Bassi salari e licenziamenti: protestano i lavoratori iraniani (VIDEO)
Le sanzioni internazionali e la pandemia hanno gettato il Paese in una profonda crisi economica. Dipendenti anche di grandi società non vengono pagati da mesi. Il divario economico con i dirigenti aziendali. Il costo della vita in Iran è il triplo di un salario medio di un operaio. Arrestati diversi leader sindacali.
Teheran (AsiaNews) – Sempre più lavoratori iraniani scendono in strada per protestare contro la discriminazione salariale e la corruzione nelle aziende dove sono impiegati. In seguito alla pressione della comunità internazionale e alle sanzioni Usa per il programma nucleare del Paese, negli ultimi anni le manifestazioni per i diritti del lavoro si sono moltiplicate: il tutto aggravato dalla pandemia da coronavirus. Il Paese è in recessione dal 2018; secondo la Banca mondiale, nel 2020 il Pil ha avuto un calo annuo del 3,7%.
L’ultima ondata di proteste si è avuta ad Arak (provincia di Markazi). I dipendenti di un grande produttore di alluminio e della compagnia Hepco – specializzata nella produzione di macchinari – manifestano per i ritardi nel pagamento dei loro stipendi. Essi chiedono che sia ridotto il divario salariale con i loro superiori e che sia riconosciuta loro una vera assicurazione sanitaria. Ali, uno dei dimostranti, ha espresso ad AsiaNews tutta la sua frustrazione: “Sono tre mesi che non veniamo pagati. Abbiamo ascoltato molte parole dai nostri capi, a cui sono seguiti pochi fatti”.
Altre proteste continuano nel Khuzestan. A dimostrare sono i dipendenti dello zuccherificio Haft-Tappeh, la cui privatizzazione tre anni fa ha causato licenziamenti, riduzione dei salari e peggioramento delle condizioni di lavoro. Mahmood, uno dei lavoratori coinvolti, racconta che una decina di anni fa vi erano buone condizioni economiche nell’azienda. Il salario era sufficiente per vivere ed erano riconosciuti alcuni benefici lavorativi. Dopo il passaggio ai privati la situazione è cambiata e altri dipendenti rischiano ora il licenziamento.

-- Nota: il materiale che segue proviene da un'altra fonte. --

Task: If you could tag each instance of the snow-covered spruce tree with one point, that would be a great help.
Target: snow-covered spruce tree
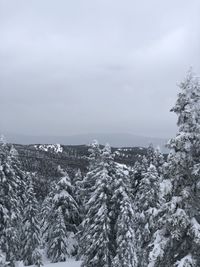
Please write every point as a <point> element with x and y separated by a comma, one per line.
<point>89,180</point>
<point>107,234</point>
<point>62,221</point>
<point>147,205</point>
<point>10,210</point>
<point>30,236</point>
<point>97,246</point>
<point>155,157</point>
<point>123,218</point>
<point>177,242</point>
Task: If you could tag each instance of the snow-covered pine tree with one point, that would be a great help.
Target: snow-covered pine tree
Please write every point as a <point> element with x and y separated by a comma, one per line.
<point>10,210</point>
<point>147,206</point>
<point>62,221</point>
<point>177,241</point>
<point>30,236</point>
<point>58,247</point>
<point>156,158</point>
<point>97,246</point>
<point>123,217</point>
<point>88,180</point>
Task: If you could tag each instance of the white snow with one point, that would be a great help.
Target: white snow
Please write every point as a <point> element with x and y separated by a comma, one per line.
<point>165,187</point>
<point>186,261</point>
<point>57,148</point>
<point>68,263</point>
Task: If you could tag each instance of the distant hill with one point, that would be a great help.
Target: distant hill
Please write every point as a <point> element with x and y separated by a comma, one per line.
<point>115,140</point>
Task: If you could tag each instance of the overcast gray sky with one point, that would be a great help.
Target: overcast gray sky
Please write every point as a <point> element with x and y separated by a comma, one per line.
<point>73,67</point>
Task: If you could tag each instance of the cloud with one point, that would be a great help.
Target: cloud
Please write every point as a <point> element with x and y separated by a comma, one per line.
<point>83,66</point>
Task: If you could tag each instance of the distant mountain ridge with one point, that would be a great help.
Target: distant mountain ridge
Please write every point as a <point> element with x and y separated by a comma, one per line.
<point>115,140</point>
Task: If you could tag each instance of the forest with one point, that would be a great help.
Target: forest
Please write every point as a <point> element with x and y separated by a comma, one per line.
<point>107,211</point>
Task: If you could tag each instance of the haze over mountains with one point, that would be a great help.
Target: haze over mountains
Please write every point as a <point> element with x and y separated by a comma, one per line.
<point>114,139</point>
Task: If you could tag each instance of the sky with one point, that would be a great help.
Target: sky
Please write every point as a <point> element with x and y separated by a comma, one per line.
<point>95,66</point>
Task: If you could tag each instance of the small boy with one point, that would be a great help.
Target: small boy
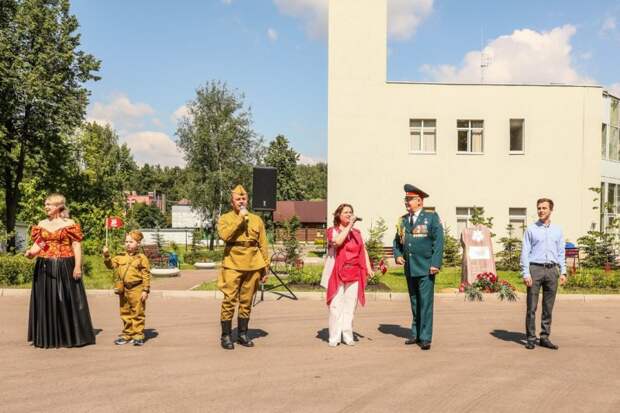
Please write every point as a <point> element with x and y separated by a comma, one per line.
<point>133,269</point>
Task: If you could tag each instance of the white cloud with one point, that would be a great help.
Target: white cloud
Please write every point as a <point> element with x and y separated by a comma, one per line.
<point>525,56</point>
<point>272,34</point>
<point>120,113</point>
<point>154,148</point>
<point>609,25</point>
<point>308,160</point>
<point>180,113</point>
<point>404,16</point>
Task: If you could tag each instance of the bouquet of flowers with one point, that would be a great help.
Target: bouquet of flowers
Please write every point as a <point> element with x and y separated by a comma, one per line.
<point>488,282</point>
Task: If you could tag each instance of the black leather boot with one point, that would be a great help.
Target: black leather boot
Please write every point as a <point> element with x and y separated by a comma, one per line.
<point>242,328</point>
<point>226,340</point>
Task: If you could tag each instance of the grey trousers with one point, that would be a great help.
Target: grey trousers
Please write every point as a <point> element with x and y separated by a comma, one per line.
<point>547,279</point>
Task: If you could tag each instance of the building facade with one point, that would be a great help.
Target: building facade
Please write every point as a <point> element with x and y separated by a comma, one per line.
<point>499,147</point>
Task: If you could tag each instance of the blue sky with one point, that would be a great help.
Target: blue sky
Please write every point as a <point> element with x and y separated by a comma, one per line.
<point>156,53</point>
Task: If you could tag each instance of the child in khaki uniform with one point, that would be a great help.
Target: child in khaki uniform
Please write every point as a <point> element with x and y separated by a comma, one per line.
<point>133,269</point>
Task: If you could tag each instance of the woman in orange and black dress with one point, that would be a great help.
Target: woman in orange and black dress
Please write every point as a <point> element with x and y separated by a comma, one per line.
<point>59,315</point>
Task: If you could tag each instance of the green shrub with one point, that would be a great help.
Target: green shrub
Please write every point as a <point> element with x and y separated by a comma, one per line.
<point>596,280</point>
<point>15,270</point>
<point>307,276</point>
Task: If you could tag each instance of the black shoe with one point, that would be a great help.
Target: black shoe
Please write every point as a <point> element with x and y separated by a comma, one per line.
<point>226,339</point>
<point>120,341</point>
<point>242,332</point>
<point>544,342</point>
<point>425,345</point>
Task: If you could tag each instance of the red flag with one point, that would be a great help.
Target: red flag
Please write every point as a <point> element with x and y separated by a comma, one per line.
<point>113,222</point>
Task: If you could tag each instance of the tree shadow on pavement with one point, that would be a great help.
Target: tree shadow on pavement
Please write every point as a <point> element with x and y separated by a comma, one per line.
<point>514,336</point>
<point>150,333</point>
<point>395,330</point>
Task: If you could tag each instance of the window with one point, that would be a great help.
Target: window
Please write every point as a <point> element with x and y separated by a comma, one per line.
<point>610,203</point>
<point>516,135</point>
<point>423,135</point>
<point>470,136</point>
<point>517,217</point>
<point>614,143</point>
<point>463,215</point>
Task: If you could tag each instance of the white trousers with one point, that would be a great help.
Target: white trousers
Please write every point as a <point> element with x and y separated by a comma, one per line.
<point>341,311</point>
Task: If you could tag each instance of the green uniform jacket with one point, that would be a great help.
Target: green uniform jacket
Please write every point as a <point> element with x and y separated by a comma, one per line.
<point>246,242</point>
<point>421,245</point>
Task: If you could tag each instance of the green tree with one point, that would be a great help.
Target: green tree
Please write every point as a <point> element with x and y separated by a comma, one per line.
<point>220,148</point>
<point>42,93</point>
<point>313,180</point>
<point>477,217</point>
<point>148,216</point>
<point>451,250</point>
<point>284,158</point>
<point>289,239</point>
<point>374,247</point>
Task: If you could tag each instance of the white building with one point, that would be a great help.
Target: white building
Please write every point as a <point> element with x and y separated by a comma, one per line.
<point>183,216</point>
<point>496,146</point>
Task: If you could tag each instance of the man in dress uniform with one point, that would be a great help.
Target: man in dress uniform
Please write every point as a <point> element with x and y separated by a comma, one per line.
<point>245,261</point>
<point>418,245</point>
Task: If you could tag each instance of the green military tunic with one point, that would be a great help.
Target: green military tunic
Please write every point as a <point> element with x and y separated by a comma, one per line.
<point>245,258</point>
<point>421,246</point>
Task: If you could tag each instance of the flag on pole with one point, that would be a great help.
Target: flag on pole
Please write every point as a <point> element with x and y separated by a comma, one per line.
<point>114,222</point>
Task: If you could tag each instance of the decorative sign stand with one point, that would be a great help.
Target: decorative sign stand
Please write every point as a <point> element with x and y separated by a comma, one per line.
<point>477,253</point>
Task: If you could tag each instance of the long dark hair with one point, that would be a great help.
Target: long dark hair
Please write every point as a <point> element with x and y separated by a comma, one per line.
<point>338,211</point>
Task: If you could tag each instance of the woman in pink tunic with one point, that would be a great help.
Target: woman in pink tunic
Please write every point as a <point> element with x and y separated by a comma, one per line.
<point>345,273</point>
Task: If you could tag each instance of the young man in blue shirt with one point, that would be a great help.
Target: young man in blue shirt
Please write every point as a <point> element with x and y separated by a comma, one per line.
<point>543,263</point>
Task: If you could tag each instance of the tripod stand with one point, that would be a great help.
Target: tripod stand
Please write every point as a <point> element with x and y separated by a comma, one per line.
<point>278,257</point>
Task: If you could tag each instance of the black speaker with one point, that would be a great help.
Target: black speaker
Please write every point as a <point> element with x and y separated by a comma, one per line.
<point>264,188</point>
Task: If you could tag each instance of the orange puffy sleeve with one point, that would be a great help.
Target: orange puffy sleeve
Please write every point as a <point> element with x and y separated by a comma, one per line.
<point>35,233</point>
<point>74,232</point>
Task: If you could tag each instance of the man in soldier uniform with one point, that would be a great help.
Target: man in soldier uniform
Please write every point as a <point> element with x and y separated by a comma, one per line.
<point>418,245</point>
<point>245,261</point>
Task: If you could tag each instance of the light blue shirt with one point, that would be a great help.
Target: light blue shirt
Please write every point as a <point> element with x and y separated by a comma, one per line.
<point>542,244</point>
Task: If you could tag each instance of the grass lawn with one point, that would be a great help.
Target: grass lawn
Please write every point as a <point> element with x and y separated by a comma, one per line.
<point>448,280</point>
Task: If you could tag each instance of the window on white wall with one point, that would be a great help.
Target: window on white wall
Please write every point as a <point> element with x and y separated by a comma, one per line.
<point>423,134</point>
<point>463,215</point>
<point>516,135</point>
<point>604,142</point>
<point>614,143</point>
<point>470,136</point>
<point>517,217</point>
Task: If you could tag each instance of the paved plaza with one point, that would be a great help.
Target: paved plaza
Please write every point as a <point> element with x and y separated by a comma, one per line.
<point>477,362</point>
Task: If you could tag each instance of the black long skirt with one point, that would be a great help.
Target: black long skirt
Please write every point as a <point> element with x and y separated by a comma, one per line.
<point>59,315</point>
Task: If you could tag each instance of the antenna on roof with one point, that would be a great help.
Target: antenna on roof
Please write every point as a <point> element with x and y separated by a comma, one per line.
<point>485,60</point>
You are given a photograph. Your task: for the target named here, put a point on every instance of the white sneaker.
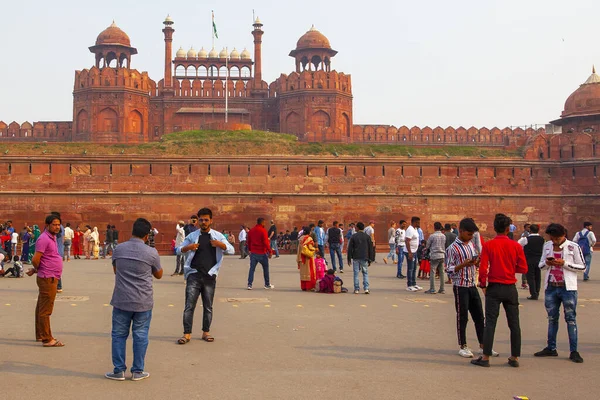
(494, 353)
(465, 352)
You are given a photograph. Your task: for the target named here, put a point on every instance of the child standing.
(320, 265)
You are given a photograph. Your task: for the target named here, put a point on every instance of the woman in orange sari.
(306, 261)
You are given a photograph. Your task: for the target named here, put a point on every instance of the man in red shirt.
(501, 259)
(259, 248)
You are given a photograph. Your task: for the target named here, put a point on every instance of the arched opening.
(234, 72)
(190, 71)
(316, 62)
(108, 120)
(135, 122)
(321, 120)
(293, 123)
(180, 70)
(82, 121)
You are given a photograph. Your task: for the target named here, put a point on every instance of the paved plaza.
(286, 344)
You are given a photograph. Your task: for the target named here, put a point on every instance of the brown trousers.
(43, 310)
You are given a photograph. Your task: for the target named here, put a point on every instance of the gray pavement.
(285, 343)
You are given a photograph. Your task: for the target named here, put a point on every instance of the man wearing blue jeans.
(586, 234)
(562, 259)
(260, 252)
(412, 244)
(334, 239)
(360, 255)
(134, 264)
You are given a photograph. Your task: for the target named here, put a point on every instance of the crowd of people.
(458, 252)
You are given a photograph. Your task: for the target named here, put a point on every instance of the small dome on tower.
(313, 39)
(585, 100)
(113, 35)
(246, 55)
(180, 53)
(235, 55)
(213, 54)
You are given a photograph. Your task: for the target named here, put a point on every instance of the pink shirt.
(51, 262)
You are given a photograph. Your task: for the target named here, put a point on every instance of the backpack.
(584, 243)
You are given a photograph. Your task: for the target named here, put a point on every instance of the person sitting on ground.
(16, 270)
(320, 265)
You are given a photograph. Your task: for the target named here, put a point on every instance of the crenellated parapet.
(50, 131)
(389, 134)
(108, 77)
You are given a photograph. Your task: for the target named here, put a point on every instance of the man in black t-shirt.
(273, 238)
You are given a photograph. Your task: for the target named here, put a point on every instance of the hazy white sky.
(428, 63)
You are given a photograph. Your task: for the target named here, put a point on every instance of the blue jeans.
(588, 263)
(411, 270)
(392, 253)
(400, 261)
(122, 321)
(554, 297)
(358, 266)
(274, 247)
(333, 250)
(263, 259)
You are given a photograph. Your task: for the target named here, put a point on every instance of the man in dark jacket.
(533, 245)
(360, 255)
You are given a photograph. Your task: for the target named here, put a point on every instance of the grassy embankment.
(239, 143)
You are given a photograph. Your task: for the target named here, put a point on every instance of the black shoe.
(547, 353)
(481, 362)
(575, 357)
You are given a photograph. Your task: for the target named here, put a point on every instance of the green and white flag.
(215, 34)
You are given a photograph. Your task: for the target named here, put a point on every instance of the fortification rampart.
(294, 191)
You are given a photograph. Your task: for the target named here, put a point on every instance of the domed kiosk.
(582, 108)
(313, 52)
(112, 44)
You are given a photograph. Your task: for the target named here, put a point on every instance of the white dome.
(235, 55)
(180, 53)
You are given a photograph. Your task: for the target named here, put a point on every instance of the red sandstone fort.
(555, 179)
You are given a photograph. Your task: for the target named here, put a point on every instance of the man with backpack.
(586, 241)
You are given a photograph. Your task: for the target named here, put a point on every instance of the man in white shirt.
(400, 246)
(69, 235)
(412, 244)
(588, 250)
(242, 239)
(370, 230)
(14, 239)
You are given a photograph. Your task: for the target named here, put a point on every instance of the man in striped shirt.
(461, 263)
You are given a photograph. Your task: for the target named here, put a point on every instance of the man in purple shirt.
(47, 263)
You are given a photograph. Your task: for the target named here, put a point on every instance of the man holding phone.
(205, 248)
(461, 264)
(501, 259)
(562, 259)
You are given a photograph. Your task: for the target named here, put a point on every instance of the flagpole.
(226, 84)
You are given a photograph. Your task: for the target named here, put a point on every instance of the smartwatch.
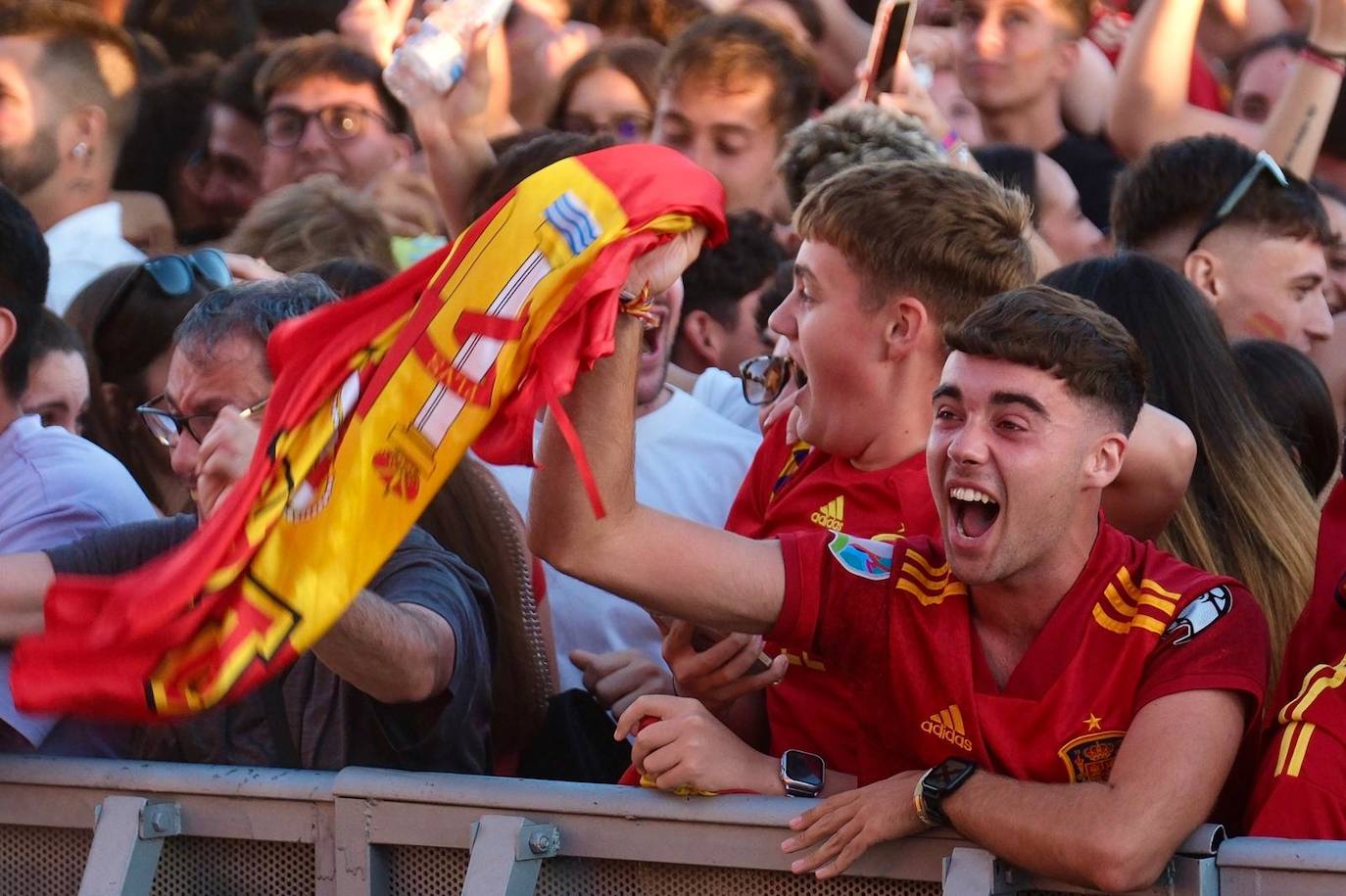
(802, 773)
(937, 784)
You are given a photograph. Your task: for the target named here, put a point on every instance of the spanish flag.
(376, 400)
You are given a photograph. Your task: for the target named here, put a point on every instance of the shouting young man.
(1026, 683)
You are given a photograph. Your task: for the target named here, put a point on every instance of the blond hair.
(313, 221)
(947, 237)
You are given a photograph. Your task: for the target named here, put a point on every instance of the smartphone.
(891, 28)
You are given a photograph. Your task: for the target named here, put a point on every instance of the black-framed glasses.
(173, 274)
(763, 378)
(284, 125)
(1263, 162)
(633, 126)
(168, 427)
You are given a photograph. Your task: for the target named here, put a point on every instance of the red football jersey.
(1137, 625)
(1302, 781)
(799, 489)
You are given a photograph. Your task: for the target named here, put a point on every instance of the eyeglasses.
(285, 125)
(168, 427)
(1263, 162)
(765, 377)
(173, 274)
(627, 128)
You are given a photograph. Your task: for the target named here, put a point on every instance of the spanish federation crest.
(863, 557)
(1090, 758)
(1199, 615)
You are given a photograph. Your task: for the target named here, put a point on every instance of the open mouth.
(650, 334)
(974, 511)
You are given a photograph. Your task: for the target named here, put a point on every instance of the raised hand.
(374, 25)
(719, 674)
(619, 677)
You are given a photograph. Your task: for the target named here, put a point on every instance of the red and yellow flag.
(374, 402)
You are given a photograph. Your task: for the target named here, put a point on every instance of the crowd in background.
(176, 179)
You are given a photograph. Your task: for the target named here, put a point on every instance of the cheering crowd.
(985, 477)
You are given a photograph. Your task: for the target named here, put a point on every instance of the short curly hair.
(720, 49)
(313, 221)
(947, 237)
(720, 277)
(846, 136)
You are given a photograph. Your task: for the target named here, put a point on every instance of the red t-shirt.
(798, 489)
(1137, 625)
(1204, 89)
(1300, 787)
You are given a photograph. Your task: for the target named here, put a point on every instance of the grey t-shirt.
(331, 723)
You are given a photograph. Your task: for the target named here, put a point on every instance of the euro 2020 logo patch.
(1201, 615)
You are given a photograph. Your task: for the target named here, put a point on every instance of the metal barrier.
(104, 826)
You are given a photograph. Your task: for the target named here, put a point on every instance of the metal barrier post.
(126, 839)
(974, 872)
(507, 855)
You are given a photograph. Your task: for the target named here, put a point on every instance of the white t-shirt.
(81, 248)
(722, 392)
(690, 461)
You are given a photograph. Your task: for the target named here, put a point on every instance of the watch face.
(947, 773)
(803, 767)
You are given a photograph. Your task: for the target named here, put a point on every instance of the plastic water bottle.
(435, 58)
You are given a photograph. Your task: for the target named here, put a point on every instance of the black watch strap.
(939, 783)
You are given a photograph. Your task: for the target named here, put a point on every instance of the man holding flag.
(403, 677)
(374, 401)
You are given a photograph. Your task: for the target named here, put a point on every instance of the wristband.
(640, 306)
(1323, 61)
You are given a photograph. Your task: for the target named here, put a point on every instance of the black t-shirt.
(1092, 165)
(331, 723)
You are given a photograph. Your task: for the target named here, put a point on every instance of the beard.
(27, 167)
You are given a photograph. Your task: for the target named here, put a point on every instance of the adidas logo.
(831, 514)
(946, 724)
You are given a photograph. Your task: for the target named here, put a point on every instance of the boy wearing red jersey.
(873, 290)
(889, 255)
(1300, 788)
(1053, 650)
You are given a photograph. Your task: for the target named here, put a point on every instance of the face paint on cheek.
(1266, 326)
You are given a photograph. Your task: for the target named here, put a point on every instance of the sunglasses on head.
(1226, 206)
(765, 377)
(173, 274)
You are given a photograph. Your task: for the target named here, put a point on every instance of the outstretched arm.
(664, 562)
(395, 653)
(453, 129)
(1151, 100)
(24, 584)
(1113, 835)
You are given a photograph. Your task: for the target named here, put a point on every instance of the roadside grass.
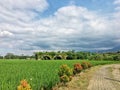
(40, 74)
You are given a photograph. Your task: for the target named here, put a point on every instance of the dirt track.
(106, 78)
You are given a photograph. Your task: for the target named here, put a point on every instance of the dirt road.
(106, 78)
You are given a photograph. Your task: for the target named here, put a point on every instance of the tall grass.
(40, 74)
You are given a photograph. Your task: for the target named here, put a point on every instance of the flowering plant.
(77, 68)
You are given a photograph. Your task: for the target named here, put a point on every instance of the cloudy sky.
(32, 25)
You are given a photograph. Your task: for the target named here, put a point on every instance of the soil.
(106, 78)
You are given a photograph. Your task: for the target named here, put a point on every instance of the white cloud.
(5, 34)
(70, 27)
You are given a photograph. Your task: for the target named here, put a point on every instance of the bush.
(24, 85)
(77, 68)
(84, 65)
(89, 64)
(65, 74)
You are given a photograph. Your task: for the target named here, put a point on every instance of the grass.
(40, 74)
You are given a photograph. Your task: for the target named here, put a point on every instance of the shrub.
(84, 65)
(24, 85)
(77, 68)
(89, 64)
(65, 74)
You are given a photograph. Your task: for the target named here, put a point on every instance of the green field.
(38, 73)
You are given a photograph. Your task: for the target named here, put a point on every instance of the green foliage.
(77, 68)
(84, 65)
(40, 74)
(65, 73)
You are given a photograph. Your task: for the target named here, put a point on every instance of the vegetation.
(41, 75)
(24, 85)
(77, 68)
(65, 73)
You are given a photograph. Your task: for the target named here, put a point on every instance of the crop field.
(39, 74)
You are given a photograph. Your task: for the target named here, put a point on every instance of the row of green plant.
(39, 74)
(66, 73)
(72, 55)
(66, 55)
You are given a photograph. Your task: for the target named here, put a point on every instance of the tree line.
(66, 55)
(72, 55)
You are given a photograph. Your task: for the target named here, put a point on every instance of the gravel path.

Anche nell’area petrolchimica di Asaluyeh le condizioni dei lavoratori sono sempre più difficili, malgrado essa contribuisca a buona parte del bilancio statale. Il personale del luogo deve lavorare in condizioni climatiche difficili, senza ricevere lo stipendio con regolarità. Mohammad Reza, un lavoratore locale, dice di essere costretto a lavorare sotto un sole cocente a 40° gradi di temperatura, con l’azienda che non lo paga da quattro mesi. Egli si lamenta poi del fatto che “gli ingegneri e i manager sono retribuiti invece cinque o sei volte più di un dipendente come lui”.
Secondo il rappresentante dei lavoratori nel Consiglio supremo del lavoro, non basterà un aumento del 100% dei salari per risolvere i problemi economici di molti iraniani. Spesso essi non hanno nemmeno i soldi per procurarsi un alloggio. Il costo della vita in Iran è il triplo di un salario medio di un operaio. Mentre alcune categorie di lavoratori guadagnano 30 milioni di rial al mese (589 euro), le loro spese mensili arrivano a 80-90 milioni (1.570-1.766 euro).
La crescente diffusione delle proteste dei lavoratori è diventata una seria sfida per il governo iraniano. Esso ha chiesto ai lavoratori di fermare le proteste facendo promesse poi non mantenute. Negli ultimi mesi, i leader sindacali hanno incontrato i membri del Parlamento, senza però arrivare a una soluzione: dopo tali incontri, tre rappresentanti dei lavoratori sono stati arrestati.